Review: DCGAN — Deep Convolutional Generative Adversarial Network (GAN)

Unsupervised Representation Learning with Deep Convolutional Generative Adversarial Networks


  1. A Set of Constraints for Stable Training
  2. Network Architecture
  3. Experimental Results

1. A Set of Constraints for Stable Training

1.1. All convolutional net replaces deterministic spatial pooling functions (such as max pooling) with strided convolutions.

  • The generator learns its own spatial downsampling itself using convolution.
  • Similarly, the discriminator learns its own spatial upsampling.

1.2. Eliminating Fully Connected Layers

  • The first layer of the generator, which takes a uniform noise distribution Z as input, could be called fully connected as it is just a matrix multiplication, but the result is reshaped into a 4-dimensional tensor and used as the start of the convolution stack.
  • For the discriminator, the last convolution layer is flattened and then fed into a single sigmoid output.
  • But there are no fully connected layers for all hidden layers.

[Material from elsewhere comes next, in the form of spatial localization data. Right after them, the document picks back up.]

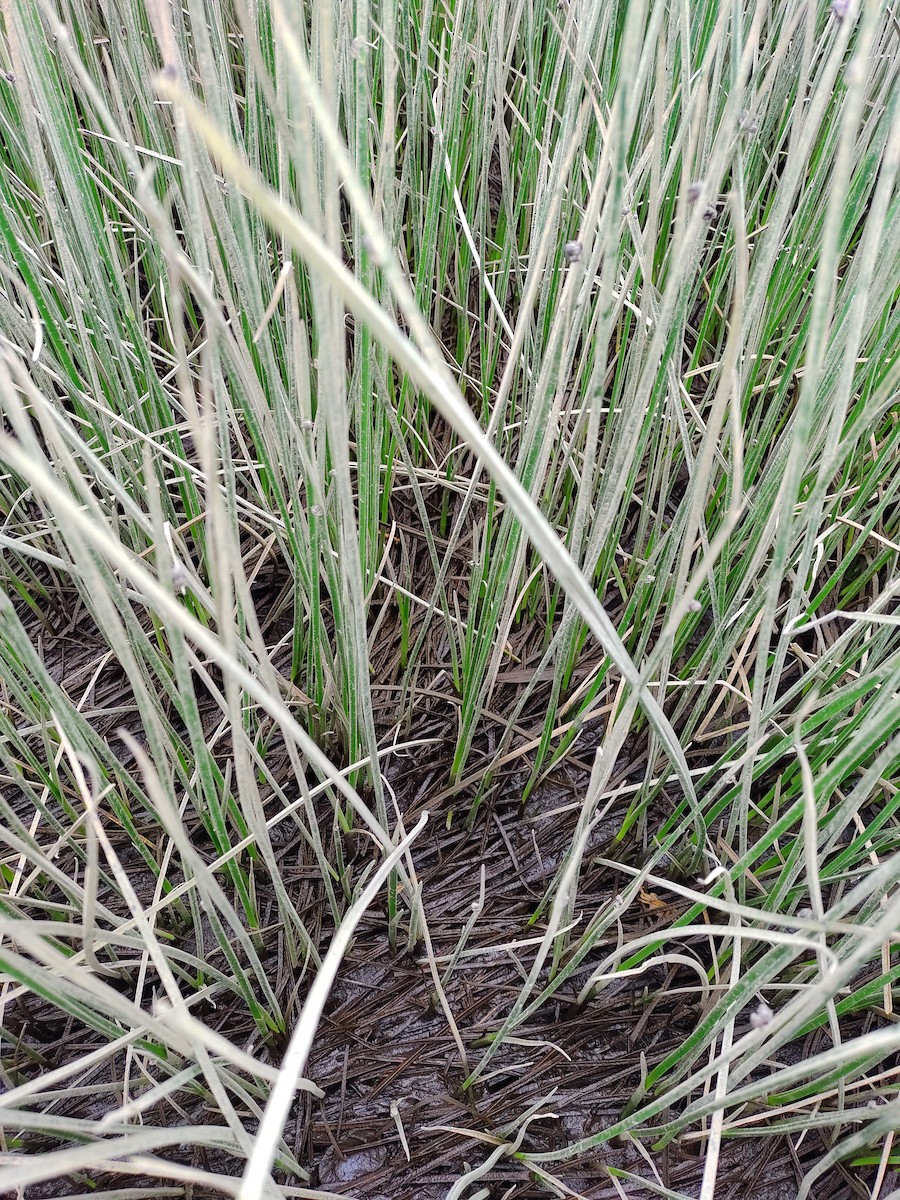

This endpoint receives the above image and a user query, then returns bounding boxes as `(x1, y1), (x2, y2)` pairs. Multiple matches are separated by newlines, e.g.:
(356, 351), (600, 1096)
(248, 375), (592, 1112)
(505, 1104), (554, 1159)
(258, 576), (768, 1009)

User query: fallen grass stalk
(239, 811), (428, 1200)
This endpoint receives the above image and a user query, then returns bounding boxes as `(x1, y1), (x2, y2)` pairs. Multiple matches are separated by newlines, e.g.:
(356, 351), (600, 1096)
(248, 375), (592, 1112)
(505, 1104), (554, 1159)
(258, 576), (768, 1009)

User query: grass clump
(0, 0), (899, 1196)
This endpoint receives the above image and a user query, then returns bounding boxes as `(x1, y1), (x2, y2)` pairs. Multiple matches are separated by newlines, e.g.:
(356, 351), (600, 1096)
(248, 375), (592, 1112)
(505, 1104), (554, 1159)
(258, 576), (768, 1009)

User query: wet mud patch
(1, 572), (890, 1200)
(295, 764), (880, 1198)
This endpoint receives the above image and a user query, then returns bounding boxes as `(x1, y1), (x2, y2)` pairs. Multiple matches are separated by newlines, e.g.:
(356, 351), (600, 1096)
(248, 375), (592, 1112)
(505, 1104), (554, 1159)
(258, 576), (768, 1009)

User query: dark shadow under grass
(2, 582), (889, 1199)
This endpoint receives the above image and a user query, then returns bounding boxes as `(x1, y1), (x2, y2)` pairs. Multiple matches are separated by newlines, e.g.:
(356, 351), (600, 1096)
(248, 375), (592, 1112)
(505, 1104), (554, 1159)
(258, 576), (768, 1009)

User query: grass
(0, 0), (899, 1195)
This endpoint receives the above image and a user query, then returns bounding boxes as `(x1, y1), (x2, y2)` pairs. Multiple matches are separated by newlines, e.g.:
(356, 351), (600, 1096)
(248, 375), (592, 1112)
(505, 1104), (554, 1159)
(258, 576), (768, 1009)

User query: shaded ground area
(297, 752), (880, 1199)
(5, 759), (878, 1198)
(0, 554), (890, 1199)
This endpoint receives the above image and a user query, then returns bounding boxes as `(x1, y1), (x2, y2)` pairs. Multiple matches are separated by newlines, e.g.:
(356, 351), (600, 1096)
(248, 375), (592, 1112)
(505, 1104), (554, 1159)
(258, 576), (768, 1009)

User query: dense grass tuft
(1, 0), (899, 1196)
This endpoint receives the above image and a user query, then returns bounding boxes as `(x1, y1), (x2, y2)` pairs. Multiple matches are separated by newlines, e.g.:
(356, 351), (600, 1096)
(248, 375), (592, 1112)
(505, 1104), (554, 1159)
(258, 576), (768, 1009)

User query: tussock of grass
(0, 0), (899, 1196)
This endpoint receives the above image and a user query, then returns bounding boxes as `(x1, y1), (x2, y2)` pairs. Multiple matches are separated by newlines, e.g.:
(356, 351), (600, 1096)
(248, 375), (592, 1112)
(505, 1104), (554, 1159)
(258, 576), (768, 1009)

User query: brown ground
(0, 504), (888, 1200)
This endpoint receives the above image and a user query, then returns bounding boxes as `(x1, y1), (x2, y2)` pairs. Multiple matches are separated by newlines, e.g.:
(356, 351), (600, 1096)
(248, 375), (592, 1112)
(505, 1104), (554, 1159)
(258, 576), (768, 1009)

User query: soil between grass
(2, 719), (884, 1198)
(1, 558), (890, 1199)
(295, 757), (877, 1200)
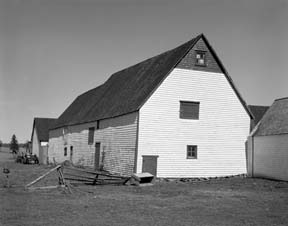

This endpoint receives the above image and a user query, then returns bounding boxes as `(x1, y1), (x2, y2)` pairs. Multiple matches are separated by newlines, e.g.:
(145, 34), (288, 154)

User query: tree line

1.3. Batch Normalization (BN)

  • BN stabilizes learning by normalizing the input to each unit to have zero mean and unit variance.
  • However, directly applying BN to all layers resulted in sample oscillation and model instability.
  • This was avoided by not applying BN to the generator output layer and the discriminator input layer.

1.4. Activation Functions

  • The ReLU activation is used in the generator with the exception of the output layer which uses the Tanh function.
  • Within the discriminator, it is found that the leaky rectified activation (LeakyReLU) works well.

2. Network Architecture

  • The generator is as shown above. Only convolution, no fully connected layers according to the constraints.
Discriminator (Image from
  • The discriminator is just like a inverse of generator.

3. Experimental Results

  • Three datasets are trained: LSUN, ImageNet, and a newly assembled faces dataset.

3.1. LSUN

Generated bedrooms after one epoch
Generated bedrooms after five epochs of training.
  • A model is trained on the LSUN bedrooms dataset containing a little over 3 million training examples.
  • The model is not producing high quality samples via simply overfitting/memorizing training examples.

3.2. DCGAN Trained on ImageNet, Tested on CIFAR10 & SVHN

Accuracy (%) on CIFAR10
  • DCGAN is trained on ImageNet-1k and then use the discriminator’s convolutional features from all layers, maxpooling each layers representation to produce a 4×4 spatial grid. These features are then flattened and concatenated to form a 28672 dimensional vector and a regularized linear L2-SVM classifier is trained on top of them.
  • This achieves 82.8% accuracy, outperforms all K-means based approaches.
Error Rate (%) on SVHN
  • A purely supervised CNN is trained but only 28.87% error rate is obtained.
  • But using DCGAN, the same CNN, 22.8% error rate is obtained.

3.3. Walking in the Latent Space

Interpolation between a series of 9 random points in Z show that the space learned has smooth transitions
  • The vector Z actually is a n dimensional vector in a n dimensional space.
  • If interpolation is performed between 2 z vectors, a gradual change can be seen as shown above.
  • Walking in this latent space results in semantic changes to the image generations (such as objects being added and removed), we can reason that the model has learned relevant and interesting representations.

3.4. Visualizing the Discriminator Features

Left: Random Filter Baseline, Right: Trained Filters
  • The above figure shows that the features learnt by the discriminator activate on typical parts of a bedroom, like beds and windows.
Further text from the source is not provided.